Wettability Alteration Using Surfactants to Improve Oil Recovery from Unconventional Liquid Reservoirs

Abstract

Improving oil recovery from unconventional liquid reservoirs (ULR) is a major challenge, and knowledge of recovery mechanisms and interaction of completion fluid additives with the rock is fundamental in tackling the problem. Fracture treatment performance and consequently oil recovery could be improved by adding surfactants to stimulation fluids to promote imbibition by wettability alteration and interfacial tension (IFT) reduction. The Young-Laplace equation relates the capillary pressure to IFT and contact angle. Thus, it follows that capillarity is significant in nanopores associated with ULR and complex as the contact angle (CA) and IFT varies simultaneously. This study analyzes the potential of improving oil recovery by imbibition using different groups of surfactants as additives to completion fluids by characterizing their interaction with oil and heterogeneous siliceous and carbonate ULR samples from the Wolfcamp, Eagle Ford, Bakken and Barnet formations as well as the effect of wettability modification and IFT reduction in maximizing well performance after stimulation.

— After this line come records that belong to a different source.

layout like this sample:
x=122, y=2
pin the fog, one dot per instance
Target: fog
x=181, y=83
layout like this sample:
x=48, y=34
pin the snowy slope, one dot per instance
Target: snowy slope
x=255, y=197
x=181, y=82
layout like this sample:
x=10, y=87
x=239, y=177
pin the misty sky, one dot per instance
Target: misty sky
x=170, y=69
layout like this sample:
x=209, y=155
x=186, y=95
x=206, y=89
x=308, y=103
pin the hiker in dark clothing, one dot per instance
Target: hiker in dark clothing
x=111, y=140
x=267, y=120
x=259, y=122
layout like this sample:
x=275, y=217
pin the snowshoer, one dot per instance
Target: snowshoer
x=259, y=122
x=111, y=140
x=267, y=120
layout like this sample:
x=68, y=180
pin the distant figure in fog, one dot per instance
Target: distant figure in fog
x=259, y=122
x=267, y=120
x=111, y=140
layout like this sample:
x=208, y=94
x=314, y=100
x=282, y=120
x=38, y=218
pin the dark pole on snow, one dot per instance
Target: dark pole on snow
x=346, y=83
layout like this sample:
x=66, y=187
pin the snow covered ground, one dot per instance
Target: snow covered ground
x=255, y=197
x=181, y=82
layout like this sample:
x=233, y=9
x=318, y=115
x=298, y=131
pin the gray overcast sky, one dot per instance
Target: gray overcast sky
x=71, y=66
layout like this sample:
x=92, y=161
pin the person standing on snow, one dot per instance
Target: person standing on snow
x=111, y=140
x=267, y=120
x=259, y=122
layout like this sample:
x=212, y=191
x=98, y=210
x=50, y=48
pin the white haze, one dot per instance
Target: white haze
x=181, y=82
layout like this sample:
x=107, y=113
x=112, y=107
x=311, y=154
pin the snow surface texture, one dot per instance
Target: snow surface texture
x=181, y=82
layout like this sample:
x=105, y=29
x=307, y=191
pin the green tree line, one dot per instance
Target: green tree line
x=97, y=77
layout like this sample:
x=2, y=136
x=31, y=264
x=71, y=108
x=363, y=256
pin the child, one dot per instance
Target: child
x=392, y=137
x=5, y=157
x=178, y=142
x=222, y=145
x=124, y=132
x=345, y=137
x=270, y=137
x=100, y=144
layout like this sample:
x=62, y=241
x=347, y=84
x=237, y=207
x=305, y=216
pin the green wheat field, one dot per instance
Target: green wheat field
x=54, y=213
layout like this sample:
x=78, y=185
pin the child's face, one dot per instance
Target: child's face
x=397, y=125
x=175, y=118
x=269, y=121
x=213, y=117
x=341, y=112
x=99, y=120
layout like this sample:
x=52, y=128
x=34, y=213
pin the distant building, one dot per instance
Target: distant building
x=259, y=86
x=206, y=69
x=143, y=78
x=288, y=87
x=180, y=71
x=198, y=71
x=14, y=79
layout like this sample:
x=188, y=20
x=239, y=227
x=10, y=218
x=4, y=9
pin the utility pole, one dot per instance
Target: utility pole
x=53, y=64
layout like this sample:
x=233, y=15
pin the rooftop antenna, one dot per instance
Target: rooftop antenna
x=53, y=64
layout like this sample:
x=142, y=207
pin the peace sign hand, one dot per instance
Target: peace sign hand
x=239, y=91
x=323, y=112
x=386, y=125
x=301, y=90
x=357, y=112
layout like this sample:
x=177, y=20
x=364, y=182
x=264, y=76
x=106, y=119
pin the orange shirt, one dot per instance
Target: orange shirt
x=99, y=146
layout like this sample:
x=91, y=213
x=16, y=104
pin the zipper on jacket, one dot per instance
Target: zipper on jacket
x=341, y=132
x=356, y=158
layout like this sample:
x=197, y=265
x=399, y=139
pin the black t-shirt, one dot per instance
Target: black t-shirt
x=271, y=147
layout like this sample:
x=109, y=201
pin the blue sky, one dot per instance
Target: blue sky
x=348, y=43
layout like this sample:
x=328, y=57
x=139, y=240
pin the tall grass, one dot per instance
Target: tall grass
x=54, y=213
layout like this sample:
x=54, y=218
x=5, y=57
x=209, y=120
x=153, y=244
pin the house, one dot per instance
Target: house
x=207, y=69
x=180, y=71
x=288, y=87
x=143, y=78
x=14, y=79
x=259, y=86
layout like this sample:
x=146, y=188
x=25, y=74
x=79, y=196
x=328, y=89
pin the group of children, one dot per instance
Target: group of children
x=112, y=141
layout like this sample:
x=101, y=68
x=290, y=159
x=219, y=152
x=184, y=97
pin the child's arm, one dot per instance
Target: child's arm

A correlated set of experiments were proposed beginning by characterizing ULR rocks and fluids and evaluating original wettability by measuring CA and zeta-potential. Then, different types of surfactants were evaluated to gauge their effectiveness in altering wettability and IFT. In addition, adsorption measurements were performed to calculate the amount of surfactant adsorbed into the rock. Moreover, spontaneous imbibition experiments were carried out in conjunction with CT scan technology to measure oil recovery, fluid penetration (imbibition) and change of fluid saturation in the rock samples with time. Then, a core-flooding system was designed to be combined with the CT scanner to experimentally simulate the fracture-treatment and to represent surfactant imbibition in an ULR core fracture during a soaking and flowback production scheme. The results showed that surfactant solutions are capable of altering ULR wettability to water-wet with moderate reduction of IFT. However, the extent of wettability alteration strongly depends on rock lithology, surfactant and oil type. Surfactant adsorption measurements also showed the dependence of rock lithology on surfactant performance. Moreover, spontaneous imbibition and core-flooding experiments suggested that wettability alteration and IFT reduction are beneficial to oil recovery as evidenced by the improved oil recovery when surfactants were used. These findings were consistent with CA, zeta potential, surfactant adsorption and IFT measurements.

Next, to scale our laboratory results, imbibition rates and dimensionless time scaling curves were generated corroborating that fracture density and rock-fluid interactions are key parameters for oil recovery. From the results obtained, it can be concluded that moderate IFT reduction in addition to significant wettability alteration has optimum effect on improving oil recovery from these ULR. These findings provide insight in designing completion fluids and flowback schedules for these unconventional liquid resources.